Judge Stickman ruled that the Order imposing limitations on “events and gatherings” of 25 persons for indoor gatherings and 250 persons for outdoor gatherings violates the first amendment, which protects freedom of speech and freedom of assembly. He reasoned that the Order was not “narrowly tailored” to the state’s interest in fighting COVID. Many more than 25 people could be in a store at a given time, but could not be gathered for, say, a campaign rally.

Judge Stickman also struck down the Pennsylvania stay-home-order, which said: “All individuals residing in the Commonwealth are ordered to stay-at-home except as needed to access, support or provide life-sustaining business, emergency, or government services.” He wrote that the restrictions were “unprecedented” and violated the constitutional right to interstate travel, which the Supreme Court has held is protected by the fourteenth amendment’s protection of “liberty”.

A federal appellate court has stayed Stickman’s order pending their review of the constitutionality of the Pennsylvania restrictions. They have not ruled that Stickman is incorrect. They have temporarily allowed the rules to take effect until they rule on them, probably in January 2021.

The bottom line is that the limits of government power to restrict people’s freedom of movement and association during this crisis is unclear. What is clear is that states have more leeway than the federal government, and governors and state officials have more power when the legislature has authorized their orders. 

The question of individual rights is cloudier. The COVID crisis is grave, but the restrictions on people’s freedom are unprecedented. Under the Los Angeles County order, three friends can’t meet in their backyard even if they wear masks and maintain social distance. So the order restricts rights that are the very core of the constitution: privacy of the home and the right to gather with others to discuss issues ranging from personal stresses in these difficult times to whether they should run for public office. 

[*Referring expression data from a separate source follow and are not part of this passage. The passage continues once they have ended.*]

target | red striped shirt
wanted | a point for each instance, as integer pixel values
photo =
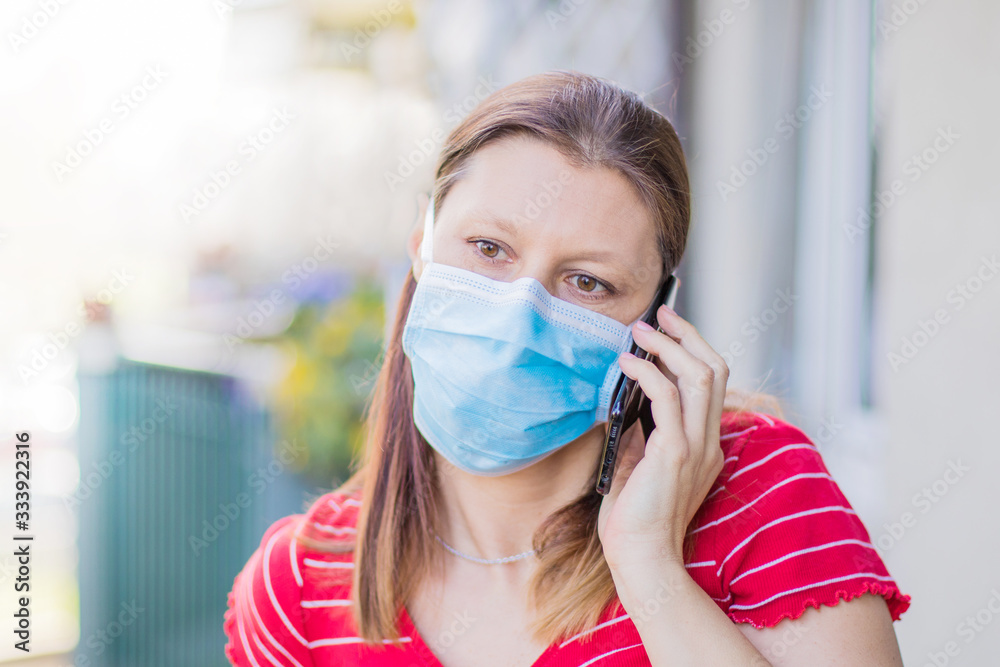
(776, 536)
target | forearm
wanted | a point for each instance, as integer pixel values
(678, 622)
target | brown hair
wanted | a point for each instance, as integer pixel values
(593, 123)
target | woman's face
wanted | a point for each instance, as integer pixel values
(522, 210)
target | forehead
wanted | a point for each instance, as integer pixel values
(525, 186)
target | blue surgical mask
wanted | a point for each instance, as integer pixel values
(504, 373)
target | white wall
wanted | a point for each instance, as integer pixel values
(938, 71)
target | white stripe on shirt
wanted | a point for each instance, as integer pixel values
(604, 655)
(311, 604)
(596, 627)
(800, 552)
(802, 588)
(818, 510)
(736, 435)
(805, 475)
(270, 589)
(249, 599)
(338, 641)
(768, 458)
(334, 529)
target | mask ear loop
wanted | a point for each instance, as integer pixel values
(427, 243)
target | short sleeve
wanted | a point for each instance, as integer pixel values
(789, 538)
(263, 622)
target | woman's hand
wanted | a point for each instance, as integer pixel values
(659, 485)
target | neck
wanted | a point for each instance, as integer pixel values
(493, 517)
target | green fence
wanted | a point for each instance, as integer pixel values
(180, 475)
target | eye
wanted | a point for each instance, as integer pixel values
(488, 250)
(591, 286)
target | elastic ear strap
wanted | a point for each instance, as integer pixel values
(426, 245)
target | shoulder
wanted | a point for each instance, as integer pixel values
(267, 619)
(786, 537)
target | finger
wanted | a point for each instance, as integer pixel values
(688, 337)
(695, 379)
(663, 395)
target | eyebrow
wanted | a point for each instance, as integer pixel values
(511, 228)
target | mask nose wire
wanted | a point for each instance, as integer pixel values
(427, 243)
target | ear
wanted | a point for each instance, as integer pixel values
(417, 235)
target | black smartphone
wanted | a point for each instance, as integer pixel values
(628, 402)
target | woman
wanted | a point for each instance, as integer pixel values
(472, 534)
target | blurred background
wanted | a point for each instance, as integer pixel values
(203, 206)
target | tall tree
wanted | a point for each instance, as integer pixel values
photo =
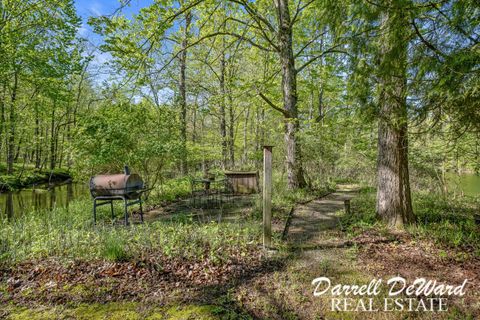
(394, 203)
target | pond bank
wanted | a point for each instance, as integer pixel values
(27, 177)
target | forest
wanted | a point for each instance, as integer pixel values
(372, 109)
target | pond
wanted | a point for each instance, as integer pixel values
(42, 197)
(469, 184)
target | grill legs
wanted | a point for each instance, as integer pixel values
(97, 201)
(126, 212)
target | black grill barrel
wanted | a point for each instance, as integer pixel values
(116, 185)
(123, 186)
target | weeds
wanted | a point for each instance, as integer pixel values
(450, 222)
(70, 233)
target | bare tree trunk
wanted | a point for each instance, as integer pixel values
(52, 138)
(223, 122)
(231, 132)
(245, 127)
(183, 93)
(393, 194)
(11, 136)
(295, 178)
(2, 114)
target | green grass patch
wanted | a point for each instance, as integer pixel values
(70, 233)
(449, 222)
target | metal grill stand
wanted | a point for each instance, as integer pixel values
(109, 200)
(125, 187)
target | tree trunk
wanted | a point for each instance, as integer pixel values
(52, 138)
(2, 115)
(223, 125)
(393, 194)
(183, 93)
(295, 178)
(231, 132)
(245, 127)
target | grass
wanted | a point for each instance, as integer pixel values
(122, 311)
(69, 233)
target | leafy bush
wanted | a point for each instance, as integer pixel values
(449, 222)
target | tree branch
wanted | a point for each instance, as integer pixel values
(331, 50)
(285, 113)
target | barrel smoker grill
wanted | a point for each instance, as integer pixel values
(125, 187)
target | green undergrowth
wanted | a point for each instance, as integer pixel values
(450, 222)
(70, 233)
(123, 311)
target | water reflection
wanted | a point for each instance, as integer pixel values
(44, 197)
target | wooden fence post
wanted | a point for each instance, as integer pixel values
(347, 206)
(267, 196)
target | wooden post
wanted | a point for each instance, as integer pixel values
(267, 196)
(347, 206)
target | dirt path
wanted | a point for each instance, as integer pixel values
(313, 224)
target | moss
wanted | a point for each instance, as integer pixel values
(114, 311)
(204, 312)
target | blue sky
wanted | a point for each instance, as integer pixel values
(95, 8)
(89, 8)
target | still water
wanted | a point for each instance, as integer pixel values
(25, 201)
(42, 197)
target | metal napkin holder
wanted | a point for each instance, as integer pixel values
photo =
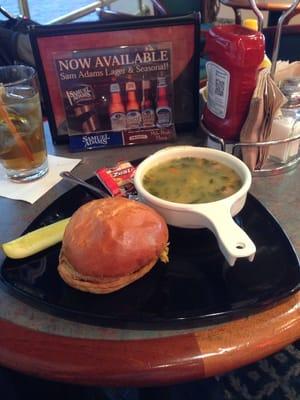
(235, 148)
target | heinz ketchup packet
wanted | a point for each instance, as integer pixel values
(118, 180)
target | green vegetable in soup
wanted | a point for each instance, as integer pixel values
(192, 180)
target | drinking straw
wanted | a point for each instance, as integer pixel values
(13, 130)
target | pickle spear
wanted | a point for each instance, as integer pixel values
(35, 241)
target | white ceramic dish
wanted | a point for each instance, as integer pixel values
(216, 216)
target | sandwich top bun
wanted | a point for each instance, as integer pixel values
(111, 242)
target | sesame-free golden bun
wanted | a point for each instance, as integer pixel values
(110, 243)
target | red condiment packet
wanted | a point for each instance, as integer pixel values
(118, 180)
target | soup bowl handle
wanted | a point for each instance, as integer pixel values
(233, 241)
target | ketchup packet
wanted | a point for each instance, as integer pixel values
(118, 180)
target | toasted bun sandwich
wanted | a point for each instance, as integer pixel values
(110, 243)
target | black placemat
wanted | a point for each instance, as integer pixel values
(197, 287)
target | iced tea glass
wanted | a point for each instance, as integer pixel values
(23, 152)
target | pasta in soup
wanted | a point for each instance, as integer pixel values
(191, 180)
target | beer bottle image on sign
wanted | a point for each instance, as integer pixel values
(133, 116)
(148, 114)
(163, 109)
(116, 109)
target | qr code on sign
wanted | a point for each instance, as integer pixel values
(219, 88)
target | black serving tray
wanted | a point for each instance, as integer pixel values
(197, 287)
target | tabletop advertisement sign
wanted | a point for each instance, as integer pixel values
(118, 84)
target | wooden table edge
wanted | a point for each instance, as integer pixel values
(178, 358)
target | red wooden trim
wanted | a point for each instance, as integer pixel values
(97, 362)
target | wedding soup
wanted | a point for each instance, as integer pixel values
(192, 180)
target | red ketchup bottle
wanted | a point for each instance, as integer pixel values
(234, 53)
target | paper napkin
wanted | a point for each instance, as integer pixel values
(32, 191)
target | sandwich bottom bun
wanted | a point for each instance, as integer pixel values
(110, 243)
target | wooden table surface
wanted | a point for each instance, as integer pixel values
(43, 345)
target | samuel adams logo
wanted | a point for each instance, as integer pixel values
(81, 94)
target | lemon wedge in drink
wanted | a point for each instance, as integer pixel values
(35, 241)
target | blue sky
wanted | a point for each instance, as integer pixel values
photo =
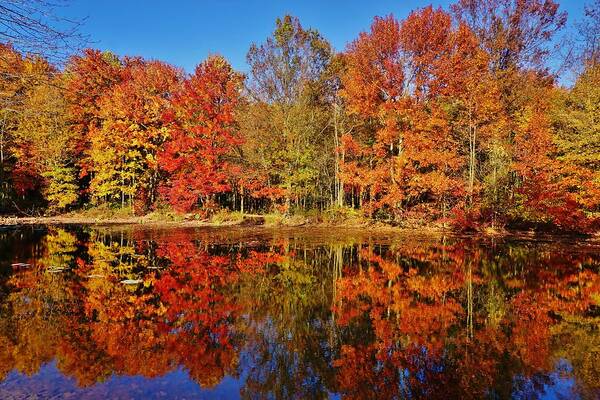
(184, 32)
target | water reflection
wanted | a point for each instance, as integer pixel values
(180, 313)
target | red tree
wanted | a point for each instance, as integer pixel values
(202, 134)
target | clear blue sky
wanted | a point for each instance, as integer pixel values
(184, 32)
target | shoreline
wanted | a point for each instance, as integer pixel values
(252, 221)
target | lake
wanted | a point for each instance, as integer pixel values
(132, 313)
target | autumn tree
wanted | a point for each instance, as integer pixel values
(123, 149)
(45, 146)
(289, 145)
(202, 133)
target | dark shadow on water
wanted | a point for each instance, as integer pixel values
(187, 313)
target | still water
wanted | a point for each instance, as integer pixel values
(216, 314)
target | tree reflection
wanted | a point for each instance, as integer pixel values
(290, 318)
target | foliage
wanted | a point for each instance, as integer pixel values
(446, 117)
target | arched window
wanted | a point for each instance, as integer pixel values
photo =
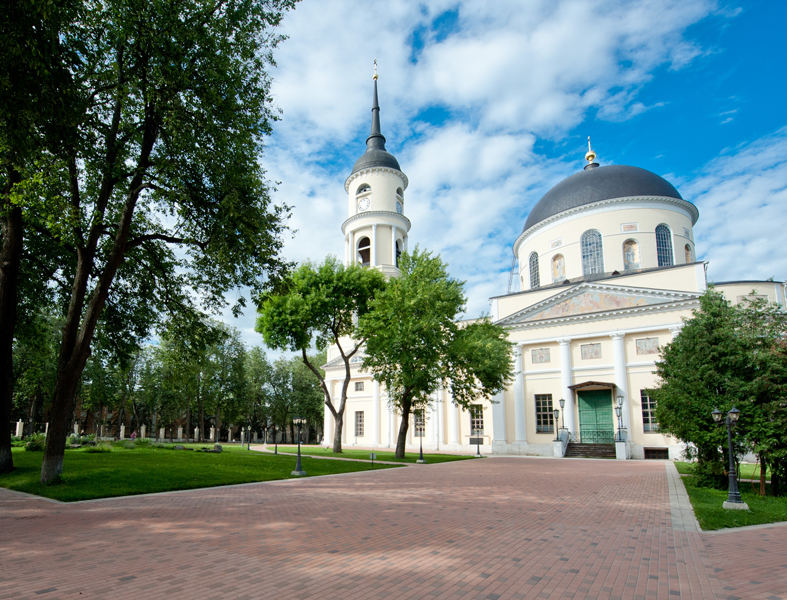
(631, 255)
(664, 246)
(535, 280)
(558, 268)
(364, 251)
(592, 252)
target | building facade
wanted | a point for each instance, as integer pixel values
(607, 273)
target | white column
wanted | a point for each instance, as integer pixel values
(519, 396)
(390, 424)
(453, 420)
(440, 418)
(499, 418)
(566, 381)
(374, 245)
(621, 380)
(393, 245)
(375, 412)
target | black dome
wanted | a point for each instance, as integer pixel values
(600, 183)
(376, 158)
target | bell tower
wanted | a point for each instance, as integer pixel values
(375, 232)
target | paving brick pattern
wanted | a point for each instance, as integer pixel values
(497, 529)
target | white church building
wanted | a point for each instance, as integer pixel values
(607, 273)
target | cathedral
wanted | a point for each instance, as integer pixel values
(607, 274)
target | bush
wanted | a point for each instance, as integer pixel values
(100, 447)
(36, 442)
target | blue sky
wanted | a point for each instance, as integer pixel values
(487, 105)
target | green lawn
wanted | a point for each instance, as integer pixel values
(364, 454)
(144, 470)
(747, 470)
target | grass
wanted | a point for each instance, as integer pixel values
(144, 470)
(708, 502)
(747, 470)
(364, 454)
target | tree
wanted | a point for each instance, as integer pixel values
(415, 344)
(727, 356)
(318, 304)
(165, 151)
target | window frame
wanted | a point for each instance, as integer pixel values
(542, 411)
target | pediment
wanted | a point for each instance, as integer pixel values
(587, 299)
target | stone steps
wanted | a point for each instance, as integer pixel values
(590, 450)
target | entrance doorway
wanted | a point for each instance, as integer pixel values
(595, 417)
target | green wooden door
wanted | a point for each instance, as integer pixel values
(595, 417)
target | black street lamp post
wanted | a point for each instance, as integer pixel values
(298, 472)
(562, 418)
(734, 500)
(421, 428)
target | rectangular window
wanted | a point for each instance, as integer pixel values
(590, 351)
(419, 423)
(648, 346)
(545, 419)
(476, 419)
(648, 412)
(540, 356)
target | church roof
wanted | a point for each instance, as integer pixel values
(596, 184)
(376, 154)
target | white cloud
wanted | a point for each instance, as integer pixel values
(505, 72)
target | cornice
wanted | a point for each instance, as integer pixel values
(605, 315)
(377, 213)
(684, 204)
(357, 174)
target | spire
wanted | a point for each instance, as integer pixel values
(375, 141)
(590, 157)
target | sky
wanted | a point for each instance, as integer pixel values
(487, 105)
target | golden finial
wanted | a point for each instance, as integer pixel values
(590, 156)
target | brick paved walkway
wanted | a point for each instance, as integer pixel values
(497, 529)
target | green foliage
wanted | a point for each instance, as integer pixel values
(415, 345)
(319, 304)
(727, 356)
(35, 443)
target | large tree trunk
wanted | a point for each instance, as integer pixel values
(401, 439)
(10, 260)
(59, 419)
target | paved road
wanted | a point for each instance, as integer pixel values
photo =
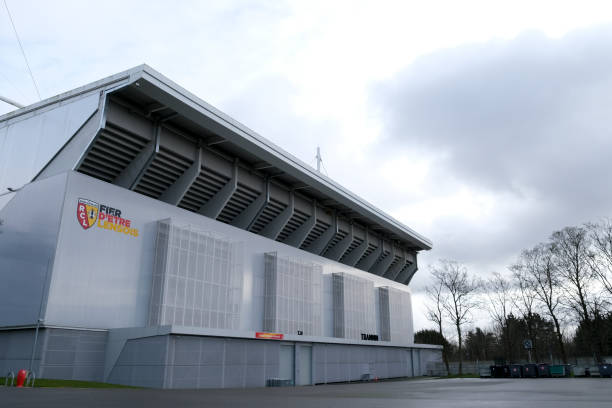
(456, 393)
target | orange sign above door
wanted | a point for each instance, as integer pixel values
(269, 336)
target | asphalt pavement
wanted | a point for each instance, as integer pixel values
(426, 393)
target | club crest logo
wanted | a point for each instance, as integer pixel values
(91, 214)
(87, 212)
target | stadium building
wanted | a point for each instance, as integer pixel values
(148, 239)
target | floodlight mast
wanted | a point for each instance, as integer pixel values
(11, 102)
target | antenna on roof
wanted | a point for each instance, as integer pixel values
(10, 102)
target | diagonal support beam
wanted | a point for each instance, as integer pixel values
(318, 245)
(340, 248)
(297, 237)
(131, 175)
(353, 257)
(380, 267)
(247, 217)
(367, 262)
(277, 224)
(175, 193)
(213, 207)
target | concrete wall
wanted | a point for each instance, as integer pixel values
(108, 284)
(60, 353)
(175, 361)
(28, 238)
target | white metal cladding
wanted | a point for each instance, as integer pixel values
(292, 296)
(197, 279)
(383, 313)
(354, 312)
(155, 138)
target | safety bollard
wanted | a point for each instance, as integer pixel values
(21, 376)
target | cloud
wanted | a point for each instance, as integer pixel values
(521, 136)
(527, 115)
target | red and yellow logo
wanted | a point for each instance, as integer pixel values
(108, 218)
(87, 212)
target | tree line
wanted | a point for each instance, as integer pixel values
(557, 294)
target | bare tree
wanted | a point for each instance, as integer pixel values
(435, 312)
(499, 295)
(525, 300)
(542, 275)
(572, 247)
(460, 299)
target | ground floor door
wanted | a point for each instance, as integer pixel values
(286, 365)
(304, 364)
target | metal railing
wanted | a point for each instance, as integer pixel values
(30, 379)
(12, 376)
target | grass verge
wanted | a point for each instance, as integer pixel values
(48, 382)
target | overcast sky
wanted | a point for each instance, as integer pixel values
(482, 125)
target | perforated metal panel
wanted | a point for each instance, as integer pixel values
(395, 310)
(292, 296)
(197, 279)
(354, 312)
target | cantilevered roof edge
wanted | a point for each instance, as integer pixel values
(275, 155)
(198, 110)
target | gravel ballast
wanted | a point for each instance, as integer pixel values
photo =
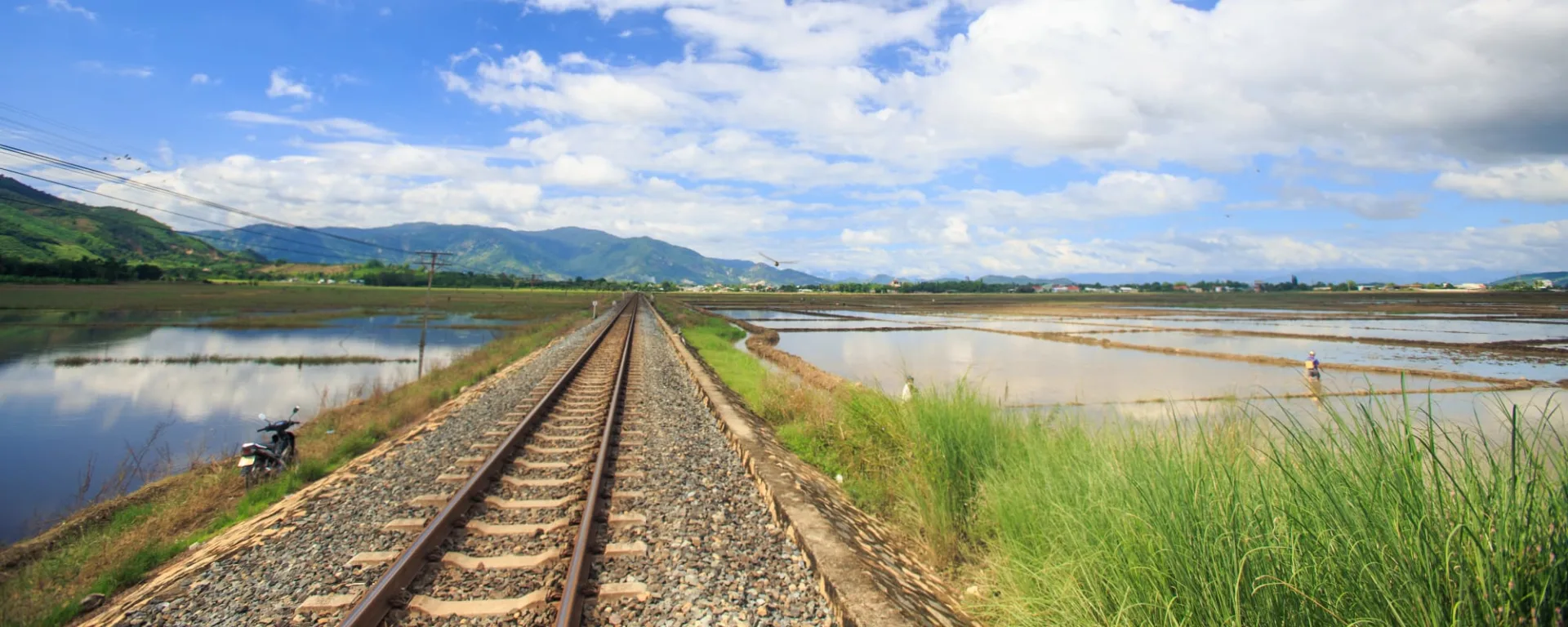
(715, 555)
(265, 585)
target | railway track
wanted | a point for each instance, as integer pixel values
(552, 494)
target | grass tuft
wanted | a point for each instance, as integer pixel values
(42, 587)
(1374, 513)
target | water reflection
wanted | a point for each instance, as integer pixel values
(1470, 362)
(1487, 412)
(1040, 372)
(57, 419)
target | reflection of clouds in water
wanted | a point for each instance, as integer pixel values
(383, 342)
(195, 394)
(1034, 371)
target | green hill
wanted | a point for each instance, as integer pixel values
(39, 228)
(1557, 278)
(550, 255)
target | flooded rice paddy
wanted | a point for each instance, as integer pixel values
(83, 389)
(1155, 362)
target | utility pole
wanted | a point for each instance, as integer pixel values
(424, 323)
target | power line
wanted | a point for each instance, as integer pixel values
(182, 196)
(189, 234)
(68, 127)
(327, 251)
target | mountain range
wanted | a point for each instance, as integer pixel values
(37, 226)
(555, 253)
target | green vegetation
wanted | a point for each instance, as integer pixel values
(195, 359)
(555, 255)
(114, 545)
(313, 303)
(42, 237)
(1383, 516)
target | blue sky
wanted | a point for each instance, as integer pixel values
(1036, 137)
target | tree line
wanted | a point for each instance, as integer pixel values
(83, 270)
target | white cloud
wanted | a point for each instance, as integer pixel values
(957, 231)
(279, 87)
(1121, 193)
(165, 153)
(1530, 182)
(102, 68)
(66, 7)
(862, 238)
(1404, 85)
(1363, 204)
(587, 171)
(339, 127)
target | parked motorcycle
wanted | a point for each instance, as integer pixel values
(259, 461)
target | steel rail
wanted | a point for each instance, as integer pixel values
(571, 608)
(373, 607)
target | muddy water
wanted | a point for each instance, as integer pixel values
(1468, 362)
(826, 323)
(59, 417)
(763, 314)
(1450, 331)
(1039, 372)
(1487, 412)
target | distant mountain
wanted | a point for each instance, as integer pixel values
(555, 253)
(1557, 278)
(1274, 276)
(995, 279)
(37, 226)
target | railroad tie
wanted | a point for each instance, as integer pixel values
(510, 562)
(529, 504)
(487, 529)
(477, 608)
(518, 482)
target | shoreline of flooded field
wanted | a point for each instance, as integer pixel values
(93, 392)
(1116, 359)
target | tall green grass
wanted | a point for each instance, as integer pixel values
(1382, 516)
(1368, 514)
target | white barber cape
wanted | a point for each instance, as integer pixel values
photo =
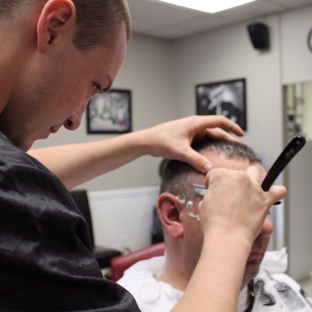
(272, 289)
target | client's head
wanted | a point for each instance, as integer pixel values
(177, 208)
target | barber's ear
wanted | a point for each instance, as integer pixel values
(168, 209)
(56, 19)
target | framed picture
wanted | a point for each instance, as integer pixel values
(109, 112)
(226, 98)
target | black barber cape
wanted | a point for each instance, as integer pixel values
(45, 258)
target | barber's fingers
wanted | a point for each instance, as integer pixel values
(218, 133)
(275, 193)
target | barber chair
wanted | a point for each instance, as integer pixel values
(102, 255)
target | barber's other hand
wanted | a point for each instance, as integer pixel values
(235, 203)
(172, 139)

It’s a difficult balance and various courts may not initially agree. There is a good chance that some of these laws will be argued before the Supreme Court, which tries to make sure that the Constitution is construed the same way across states. For now, the greatest likelihood is that courts will mostly permit these restrictions if they are sufficiently short-term. The Los Angeles order only lasts until December 21st. But it “may be extended or revised as needed.” Should that happen, the courts may well balk at such severe restrictions.